Impacts and Actions, Individually and on the Larger Scale

How will AI’s emergence impact us and our businesses in the future? One thing seems certain: the speed at which these tools are evolving and being adopted. Since the first time I tried ChatGPT, countless AI tools have emerged. They are now appearing in image software and generating video footage that looks realistic. Smartphones integrate AI in their operating systems, and software that we used to call word processing now has Copilot as a virtual helper and partner (or a Copilot that significantly changes the way we create).

What can we do to prepare ourselves for a future that includes AI, when new apps appear daily and evolve at breathtaking speeds? We don’t know what these tools will look like, but we do know they will demand that we adapt, communicate more effectively and embrace change. We will need to be more agile, question our assumptions and become lifelong learners.

My current reading list includes Sapiens, a book about the evolution of humans by Yuval Noah Harari. In it, the author describes a key milestone in human development as the ability to manage, share and convey larger and larger quantities of information. He points out that this is how writing likely evolved and allowed humans to scale their influence by extending their reach of collaboration and motivation.

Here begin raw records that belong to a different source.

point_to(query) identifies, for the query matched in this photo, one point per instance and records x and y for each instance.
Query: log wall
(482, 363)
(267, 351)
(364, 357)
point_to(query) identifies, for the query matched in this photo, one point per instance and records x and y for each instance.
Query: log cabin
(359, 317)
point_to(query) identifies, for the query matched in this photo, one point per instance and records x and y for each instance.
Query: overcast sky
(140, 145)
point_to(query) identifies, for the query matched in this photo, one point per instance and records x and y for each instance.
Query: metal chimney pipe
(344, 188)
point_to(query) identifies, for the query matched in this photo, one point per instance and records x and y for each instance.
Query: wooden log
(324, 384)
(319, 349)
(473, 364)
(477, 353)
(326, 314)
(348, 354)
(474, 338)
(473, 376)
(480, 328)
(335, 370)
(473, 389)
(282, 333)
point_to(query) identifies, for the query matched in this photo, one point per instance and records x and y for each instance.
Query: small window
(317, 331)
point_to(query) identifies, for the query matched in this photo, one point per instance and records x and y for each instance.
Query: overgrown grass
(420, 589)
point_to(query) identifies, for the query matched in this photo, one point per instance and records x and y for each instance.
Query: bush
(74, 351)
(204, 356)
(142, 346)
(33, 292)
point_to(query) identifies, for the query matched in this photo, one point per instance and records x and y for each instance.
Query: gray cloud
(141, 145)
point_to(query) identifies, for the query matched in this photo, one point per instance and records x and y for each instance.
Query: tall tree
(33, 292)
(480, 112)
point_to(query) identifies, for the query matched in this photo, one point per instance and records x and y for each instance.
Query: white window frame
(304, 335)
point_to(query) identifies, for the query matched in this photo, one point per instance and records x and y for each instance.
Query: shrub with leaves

Is this a similar inflection point, where we, with AI’s help, will be able to increase our abilities to process and manage information, motivate and empower larger groups of humans?

And when we do, what will we do with this power?



Footnotes:

1 Editor’s note: We used to do this by reading hard-copy printed documents called newspapers. They were delivered to our front doors, driveways and steps via bicycle or automobile, or acquired at newsstands in cities. Before that, we got our news about the world by viewing weekly newsreels at Saturday matinee movies in theaters.

Angela Watson, FAIA, is the president and CEO of Shepley Bulfinch, a 150-year-old national architecture and design firm with studios across the United States. She is the chair of the board and a design leader at the firm. She leads with a vision of collaboration, creativity and design excellence and values communication as the key to understanding the needs of clients, communities and stakeholders. Angela’s post-occupancy research demonstrates her dedication to creating spaces that positively impact people and their communities. She connects teaching and practice to develop innovative solutions that are adaptable to a changing world.

Born in Germany, she studied at Universität Karlsruhe and earned an MArch from MIT, where she taught design in subsequent years. She is a senior fellow of the Design Futures Council.